Mrs. Moser buys him a strawberry flavored Icee and lets him pick the radio station. Her car smells like peppermint and stale coffee so he rolls down the window and cradles his head against the seatbelt. He doesn't know when he falls asleep, but when he awakes it is dark and the termites have swarmed the street lamps. He can see his father and Mrs. Moser sitting on the front porch and talking. Godfrey slips out of the car, slamming the door shut behind him so they will know that he is awake to hear them now. As he reaches the steps, Mrs. Moser stands and extends her hand to Godfrey's father. He doesn't take it.

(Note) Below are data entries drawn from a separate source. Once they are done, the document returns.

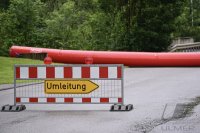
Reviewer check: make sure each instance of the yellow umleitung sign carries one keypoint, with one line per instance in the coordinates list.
(69, 86)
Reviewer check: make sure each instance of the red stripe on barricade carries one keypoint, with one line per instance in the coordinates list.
(33, 100)
(68, 100)
(119, 72)
(85, 72)
(103, 72)
(50, 72)
(32, 72)
(18, 100)
(51, 100)
(104, 100)
(119, 100)
(17, 72)
(86, 100)
(67, 72)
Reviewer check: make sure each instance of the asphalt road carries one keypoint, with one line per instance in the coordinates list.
(154, 93)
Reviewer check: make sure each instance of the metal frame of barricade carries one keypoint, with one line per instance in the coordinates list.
(95, 97)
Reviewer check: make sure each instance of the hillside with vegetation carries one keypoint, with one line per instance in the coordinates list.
(125, 25)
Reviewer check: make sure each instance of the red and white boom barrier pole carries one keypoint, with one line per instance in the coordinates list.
(141, 59)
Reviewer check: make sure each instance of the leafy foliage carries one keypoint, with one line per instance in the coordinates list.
(130, 25)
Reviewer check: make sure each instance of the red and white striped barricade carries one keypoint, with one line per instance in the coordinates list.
(68, 84)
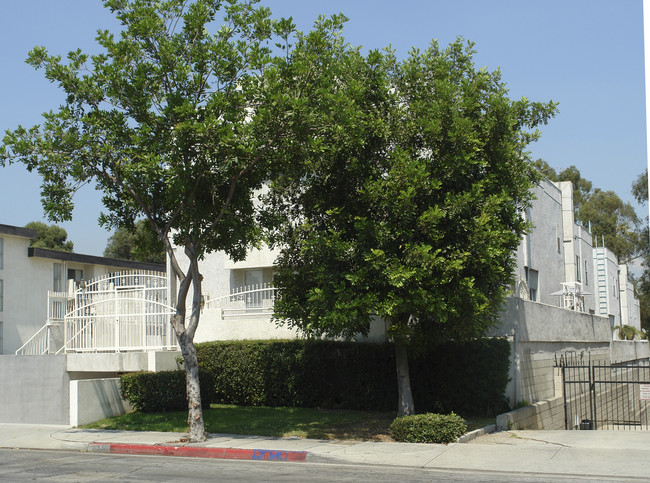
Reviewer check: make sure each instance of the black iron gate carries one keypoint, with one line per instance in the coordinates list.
(605, 396)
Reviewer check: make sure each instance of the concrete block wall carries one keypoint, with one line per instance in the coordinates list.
(95, 399)
(34, 389)
(547, 414)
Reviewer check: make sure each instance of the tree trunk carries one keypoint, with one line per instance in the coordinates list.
(196, 428)
(405, 405)
(185, 331)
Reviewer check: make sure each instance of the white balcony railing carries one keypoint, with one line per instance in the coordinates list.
(251, 300)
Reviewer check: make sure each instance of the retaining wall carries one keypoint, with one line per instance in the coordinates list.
(95, 399)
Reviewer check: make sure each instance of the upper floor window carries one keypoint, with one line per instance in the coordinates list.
(75, 274)
(57, 278)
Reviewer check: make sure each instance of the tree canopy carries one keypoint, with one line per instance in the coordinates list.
(176, 121)
(137, 243)
(50, 236)
(413, 211)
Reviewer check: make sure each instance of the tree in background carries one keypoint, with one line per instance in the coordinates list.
(640, 192)
(611, 219)
(136, 243)
(178, 126)
(52, 237)
(409, 210)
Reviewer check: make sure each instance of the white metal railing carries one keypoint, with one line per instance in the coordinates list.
(250, 300)
(125, 311)
(38, 344)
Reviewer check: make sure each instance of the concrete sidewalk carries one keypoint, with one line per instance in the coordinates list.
(605, 454)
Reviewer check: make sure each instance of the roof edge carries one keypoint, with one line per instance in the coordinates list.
(35, 252)
(17, 231)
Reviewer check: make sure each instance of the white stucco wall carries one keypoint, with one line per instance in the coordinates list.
(538, 250)
(25, 293)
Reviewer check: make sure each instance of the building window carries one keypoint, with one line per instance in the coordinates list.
(532, 279)
(57, 278)
(75, 274)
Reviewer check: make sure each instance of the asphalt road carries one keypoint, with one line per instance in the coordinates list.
(70, 466)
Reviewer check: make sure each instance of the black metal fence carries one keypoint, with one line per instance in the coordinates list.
(605, 396)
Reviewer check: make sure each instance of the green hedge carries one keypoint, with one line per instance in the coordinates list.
(163, 391)
(428, 428)
(469, 378)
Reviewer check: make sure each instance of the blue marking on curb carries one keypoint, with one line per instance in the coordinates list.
(263, 454)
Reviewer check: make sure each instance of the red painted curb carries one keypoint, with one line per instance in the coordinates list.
(199, 452)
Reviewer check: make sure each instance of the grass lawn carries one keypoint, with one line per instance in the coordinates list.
(266, 421)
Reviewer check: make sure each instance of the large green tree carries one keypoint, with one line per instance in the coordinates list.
(413, 211)
(135, 243)
(175, 122)
(50, 236)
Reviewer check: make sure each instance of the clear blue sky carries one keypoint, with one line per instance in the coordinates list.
(585, 54)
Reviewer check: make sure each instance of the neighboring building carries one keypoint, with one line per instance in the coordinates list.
(557, 263)
(27, 274)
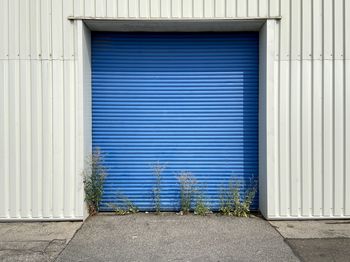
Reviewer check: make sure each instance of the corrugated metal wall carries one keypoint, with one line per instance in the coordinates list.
(39, 177)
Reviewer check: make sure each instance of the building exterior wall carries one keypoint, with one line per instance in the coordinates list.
(41, 156)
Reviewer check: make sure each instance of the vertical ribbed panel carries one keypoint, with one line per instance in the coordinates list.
(313, 69)
(186, 99)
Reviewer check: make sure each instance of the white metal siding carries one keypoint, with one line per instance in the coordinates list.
(40, 160)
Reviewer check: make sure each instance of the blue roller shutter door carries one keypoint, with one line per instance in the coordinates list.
(189, 100)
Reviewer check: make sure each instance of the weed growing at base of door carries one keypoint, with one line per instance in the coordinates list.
(125, 206)
(157, 170)
(232, 203)
(201, 208)
(93, 178)
(187, 185)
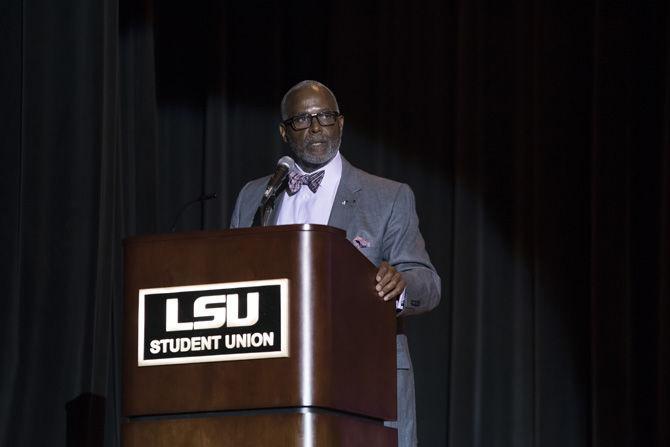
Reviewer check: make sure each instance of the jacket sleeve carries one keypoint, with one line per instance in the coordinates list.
(405, 249)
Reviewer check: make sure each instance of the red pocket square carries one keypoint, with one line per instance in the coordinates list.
(360, 242)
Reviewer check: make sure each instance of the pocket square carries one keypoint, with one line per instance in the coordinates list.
(361, 242)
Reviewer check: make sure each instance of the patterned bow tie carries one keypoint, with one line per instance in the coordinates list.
(296, 180)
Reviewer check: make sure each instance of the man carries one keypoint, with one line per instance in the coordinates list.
(378, 215)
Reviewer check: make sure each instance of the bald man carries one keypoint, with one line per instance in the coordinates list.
(377, 214)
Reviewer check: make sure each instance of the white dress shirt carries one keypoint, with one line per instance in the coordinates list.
(306, 206)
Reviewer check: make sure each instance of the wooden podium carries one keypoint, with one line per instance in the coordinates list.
(334, 386)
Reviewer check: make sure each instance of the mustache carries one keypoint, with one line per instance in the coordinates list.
(312, 140)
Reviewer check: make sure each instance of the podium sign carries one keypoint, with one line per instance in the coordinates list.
(255, 334)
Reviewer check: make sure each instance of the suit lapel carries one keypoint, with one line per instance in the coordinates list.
(344, 205)
(275, 211)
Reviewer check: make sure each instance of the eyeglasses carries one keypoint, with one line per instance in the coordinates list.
(304, 121)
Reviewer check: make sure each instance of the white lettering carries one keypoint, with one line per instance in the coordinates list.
(172, 317)
(217, 315)
(234, 319)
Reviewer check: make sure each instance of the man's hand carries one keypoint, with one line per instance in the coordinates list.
(390, 283)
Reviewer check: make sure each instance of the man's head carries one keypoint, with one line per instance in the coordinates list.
(311, 124)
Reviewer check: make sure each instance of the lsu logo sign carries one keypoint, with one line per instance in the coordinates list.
(213, 322)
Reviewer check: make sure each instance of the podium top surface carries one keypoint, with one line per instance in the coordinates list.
(199, 234)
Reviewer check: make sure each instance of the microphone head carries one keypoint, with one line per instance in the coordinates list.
(286, 161)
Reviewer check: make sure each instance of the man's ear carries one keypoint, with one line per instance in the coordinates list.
(282, 132)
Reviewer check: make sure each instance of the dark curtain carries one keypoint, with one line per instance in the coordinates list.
(536, 136)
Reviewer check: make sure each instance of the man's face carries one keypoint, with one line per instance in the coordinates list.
(316, 145)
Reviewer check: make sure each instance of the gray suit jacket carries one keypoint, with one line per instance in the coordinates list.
(381, 214)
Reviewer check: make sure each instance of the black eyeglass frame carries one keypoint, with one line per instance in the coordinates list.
(334, 114)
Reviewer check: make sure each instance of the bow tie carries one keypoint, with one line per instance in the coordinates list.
(296, 180)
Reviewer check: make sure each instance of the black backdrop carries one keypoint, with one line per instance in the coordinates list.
(534, 133)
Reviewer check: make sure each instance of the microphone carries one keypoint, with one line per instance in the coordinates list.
(201, 199)
(284, 165)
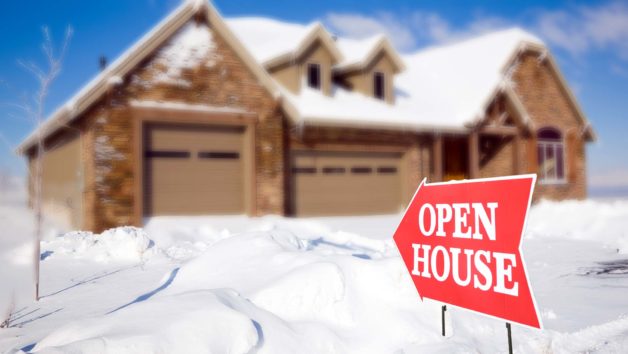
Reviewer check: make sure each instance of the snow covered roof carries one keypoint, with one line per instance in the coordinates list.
(443, 88)
(267, 38)
(453, 84)
(270, 40)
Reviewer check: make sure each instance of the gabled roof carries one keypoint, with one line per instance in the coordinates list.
(134, 55)
(445, 87)
(359, 54)
(274, 43)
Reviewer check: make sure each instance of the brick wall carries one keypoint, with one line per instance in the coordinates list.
(547, 103)
(221, 79)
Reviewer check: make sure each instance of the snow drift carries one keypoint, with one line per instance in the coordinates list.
(277, 285)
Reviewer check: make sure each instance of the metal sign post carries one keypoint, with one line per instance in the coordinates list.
(443, 309)
(509, 338)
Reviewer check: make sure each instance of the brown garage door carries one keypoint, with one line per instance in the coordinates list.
(193, 170)
(345, 183)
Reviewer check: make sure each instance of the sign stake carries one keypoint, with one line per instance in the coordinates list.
(509, 338)
(444, 308)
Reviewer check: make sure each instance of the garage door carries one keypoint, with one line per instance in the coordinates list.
(193, 170)
(335, 183)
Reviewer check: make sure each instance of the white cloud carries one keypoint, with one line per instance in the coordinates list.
(407, 31)
(613, 178)
(359, 26)
(582, 29)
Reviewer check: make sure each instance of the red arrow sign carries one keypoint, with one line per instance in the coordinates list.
(461, 243)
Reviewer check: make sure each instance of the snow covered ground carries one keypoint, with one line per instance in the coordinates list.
(277, 285)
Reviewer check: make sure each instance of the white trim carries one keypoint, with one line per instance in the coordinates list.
(320, 75)
(181, 106)
(553, 144)
(385, 97)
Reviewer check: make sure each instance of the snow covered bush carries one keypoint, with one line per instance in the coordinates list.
(120, 244)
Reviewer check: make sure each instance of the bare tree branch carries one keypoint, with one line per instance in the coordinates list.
(35, 113)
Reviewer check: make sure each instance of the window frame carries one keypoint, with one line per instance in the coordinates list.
(320, 75)
(545, 145)
(381, 74)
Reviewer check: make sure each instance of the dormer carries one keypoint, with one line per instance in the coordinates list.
(309, 65)
(372, 68)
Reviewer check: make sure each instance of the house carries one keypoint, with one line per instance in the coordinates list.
(206, 115)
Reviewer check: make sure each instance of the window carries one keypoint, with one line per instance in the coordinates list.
(551, 156)
(314, 76)
(387, 169)
(379, 86)
(333, 170)
(305, 170)
(218, 155)
(167, 154)
(361, 170)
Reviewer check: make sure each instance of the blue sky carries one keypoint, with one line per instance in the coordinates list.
(589, 40)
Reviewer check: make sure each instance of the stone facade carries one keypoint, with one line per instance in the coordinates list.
(222, 79)
(227, 82)
(541, 92)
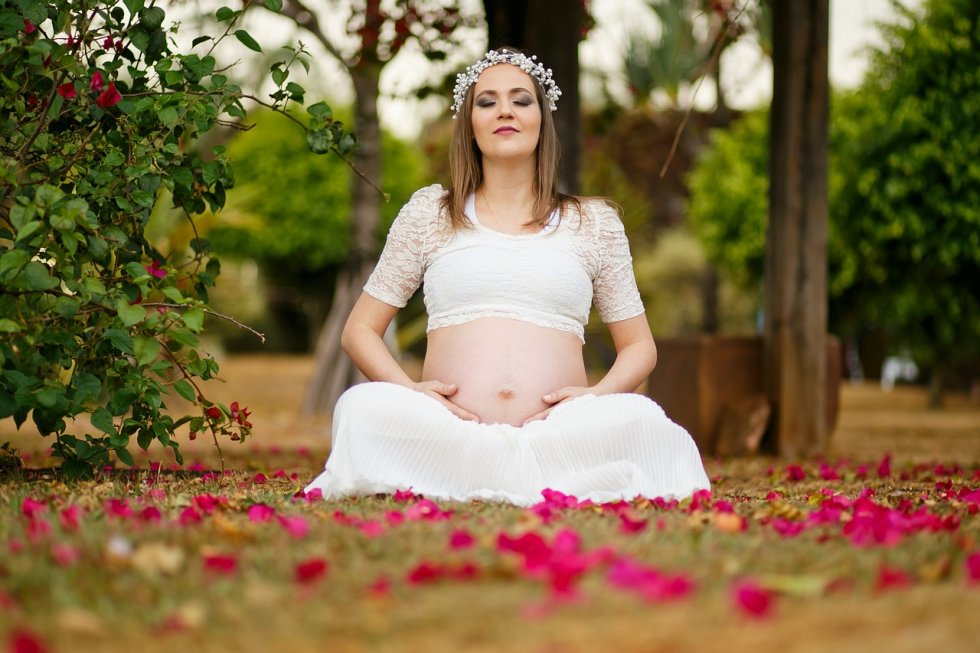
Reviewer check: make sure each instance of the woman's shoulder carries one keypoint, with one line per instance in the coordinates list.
(595, 212)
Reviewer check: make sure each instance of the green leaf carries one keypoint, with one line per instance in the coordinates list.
(320, 110)
(194, 319)
(152, 19)
(185, 390)
(144, 438)
(28, 230)
(13, 259)
(134, 6)
(169, 116)
(36, 277)
(147, 348)
(102, 420)
(67, 307)
(129, 314)
(247, 40)
(120, 340)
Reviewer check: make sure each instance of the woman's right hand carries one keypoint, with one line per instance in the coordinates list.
(441, 392)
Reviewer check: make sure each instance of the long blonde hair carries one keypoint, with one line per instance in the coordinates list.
(466, 164)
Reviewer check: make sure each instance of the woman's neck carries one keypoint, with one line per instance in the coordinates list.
(509, 187)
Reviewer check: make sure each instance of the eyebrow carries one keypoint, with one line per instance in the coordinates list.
(516, 89)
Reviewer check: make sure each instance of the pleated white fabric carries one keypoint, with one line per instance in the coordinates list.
(387, 437)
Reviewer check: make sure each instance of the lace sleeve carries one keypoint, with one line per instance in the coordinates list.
(614, 287)
(398, 273)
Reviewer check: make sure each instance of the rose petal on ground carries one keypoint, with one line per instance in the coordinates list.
(219, 563)
(260, 512)
(424, 572)
(461, 539)
(295, 525)
(70, 517)
(310, 571)
(972, 564)
(751, 599)
(889, 577)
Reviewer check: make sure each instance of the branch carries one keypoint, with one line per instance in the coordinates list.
(261, 336)
(306, 18)
(716, 49)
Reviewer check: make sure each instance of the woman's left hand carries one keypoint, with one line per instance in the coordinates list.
(558, 397)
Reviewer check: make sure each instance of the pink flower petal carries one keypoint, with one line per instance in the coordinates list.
(65, 555)
(752, 600)
(891, 577)
(310, 571)
(70, 517)
(189, 516)
(295, 525)
(461, 539)
(972, 564)
(220, 564)
(22, 640)
(404, 496)
(424, 572)
(31, 507)
(260, 512)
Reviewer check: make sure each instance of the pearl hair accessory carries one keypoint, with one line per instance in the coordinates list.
(529, 65)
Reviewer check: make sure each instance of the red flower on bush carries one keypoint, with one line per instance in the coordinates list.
(109, 97)
(154, 268)
(25, 641)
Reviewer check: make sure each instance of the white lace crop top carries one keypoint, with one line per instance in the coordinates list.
(549, 278)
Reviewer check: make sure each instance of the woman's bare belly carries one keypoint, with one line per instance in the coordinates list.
(502, 368)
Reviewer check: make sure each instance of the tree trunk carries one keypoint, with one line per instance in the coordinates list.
(796, 249)
(333, 371)
(552, 31)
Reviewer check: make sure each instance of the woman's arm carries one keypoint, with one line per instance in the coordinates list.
(362, 340)
(636, 356)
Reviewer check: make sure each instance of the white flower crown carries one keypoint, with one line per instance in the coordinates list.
(529, 65)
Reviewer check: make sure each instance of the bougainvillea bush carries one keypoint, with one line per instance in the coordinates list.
(99, 119)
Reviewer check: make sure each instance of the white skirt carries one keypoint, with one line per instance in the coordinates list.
(387, 437)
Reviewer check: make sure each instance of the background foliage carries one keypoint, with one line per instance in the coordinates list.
(100, 113)
(904, 249)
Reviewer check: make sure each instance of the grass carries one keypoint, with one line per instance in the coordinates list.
(161, 560)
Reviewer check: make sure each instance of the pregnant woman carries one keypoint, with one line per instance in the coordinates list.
(511, 268)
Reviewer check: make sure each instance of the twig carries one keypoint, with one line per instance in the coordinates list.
(260, 336)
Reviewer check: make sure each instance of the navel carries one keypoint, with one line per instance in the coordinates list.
(506, 393)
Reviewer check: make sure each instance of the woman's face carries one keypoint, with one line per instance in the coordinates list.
(506, 114)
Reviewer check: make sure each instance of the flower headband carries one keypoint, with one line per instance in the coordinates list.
(529, 65)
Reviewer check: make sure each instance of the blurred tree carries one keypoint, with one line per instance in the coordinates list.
(904, 186)
(911, 205)
(375, 33)
(291, 214)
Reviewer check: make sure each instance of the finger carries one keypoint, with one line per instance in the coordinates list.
(543, 414)
(556, 396)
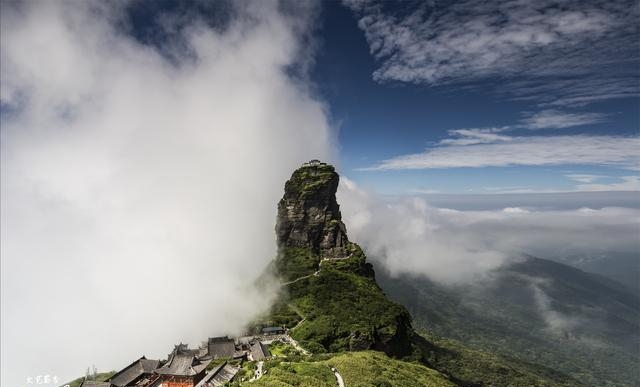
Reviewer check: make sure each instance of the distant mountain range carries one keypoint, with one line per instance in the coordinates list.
(537, 311)
(338, 322)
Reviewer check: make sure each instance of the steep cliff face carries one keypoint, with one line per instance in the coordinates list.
(309, 215)
(327, 279)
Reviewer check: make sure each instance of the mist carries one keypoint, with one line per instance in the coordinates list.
(407, 235)
(139, 189)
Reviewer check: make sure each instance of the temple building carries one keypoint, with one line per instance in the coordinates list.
(182, 369)
(139, 373)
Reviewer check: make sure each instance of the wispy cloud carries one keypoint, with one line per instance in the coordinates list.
(627, 183)
(408, 235)
(584, 178)
(554, 119)
(532, 150)
(475, 136)
(558, 53)
(124, 172)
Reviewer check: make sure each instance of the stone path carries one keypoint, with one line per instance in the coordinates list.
(301, 278)
(259, 372)
(338, 377)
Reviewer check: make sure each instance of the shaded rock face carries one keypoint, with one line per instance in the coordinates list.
(308, 213)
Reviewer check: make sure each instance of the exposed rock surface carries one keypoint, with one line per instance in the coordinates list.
(309, 215)
(327, 277)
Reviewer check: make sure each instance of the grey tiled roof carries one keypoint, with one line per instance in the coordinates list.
(94, 383)
(128, 375)
(219, 376)
(183, 363)
(220, 347)
(259, 351)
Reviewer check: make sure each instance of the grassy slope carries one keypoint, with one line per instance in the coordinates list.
(505, 320)
(344, 309)
(359, 369)
(101, 377)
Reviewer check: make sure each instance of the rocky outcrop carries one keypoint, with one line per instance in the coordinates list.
(309, 215)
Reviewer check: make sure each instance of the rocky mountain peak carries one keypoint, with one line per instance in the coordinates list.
(308, 213)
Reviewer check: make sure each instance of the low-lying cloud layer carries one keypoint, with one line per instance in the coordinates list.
(139, 192)
(487, 148)
(452, 246)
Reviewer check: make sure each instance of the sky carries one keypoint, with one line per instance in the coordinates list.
(538, 96)
(145, 145)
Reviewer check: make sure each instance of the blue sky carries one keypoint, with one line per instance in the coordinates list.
(558, 98)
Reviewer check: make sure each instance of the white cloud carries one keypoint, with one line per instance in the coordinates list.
(532, 150)
(451, 246)
(584, 178)
(628, 183)
(138, 193)
(475, 136)
(553, 119)
(561, 53)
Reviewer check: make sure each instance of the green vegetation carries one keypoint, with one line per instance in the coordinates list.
(345, 310)
(300, 374)
(100, 377)
(296, 262)
(374, 369)
(358, 369)
(504, 319)
(477, 368)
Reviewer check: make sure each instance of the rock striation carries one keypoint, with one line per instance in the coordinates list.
(328, 279)
(309, 215)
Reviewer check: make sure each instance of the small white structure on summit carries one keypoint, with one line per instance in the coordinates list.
(313, 163)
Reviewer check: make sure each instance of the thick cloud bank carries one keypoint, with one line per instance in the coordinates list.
(452, 246)
(139, 192)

"Well," she says. "I'll see you in school tomorrow, Godfrey. Goodnight."
Standing there, Godfrey feels that his father expects him to make a choice, or perhaps his father believes Godfrey has already made a choice: Mrs. Moser or him. In the heat and the dark with the formosans crawling over his neck and down his shirt collar, Godfrey knows that he has made some calculable error. He replays every moment from the car to school to home again, but the harder he tries, the more he remembers his mother's lips and voice telling him about the virtues of cypress. He fills this memory with a table and chairs and drafting paper, plans for renovating a house, but all his details fit in sideways as if they should not be there at all.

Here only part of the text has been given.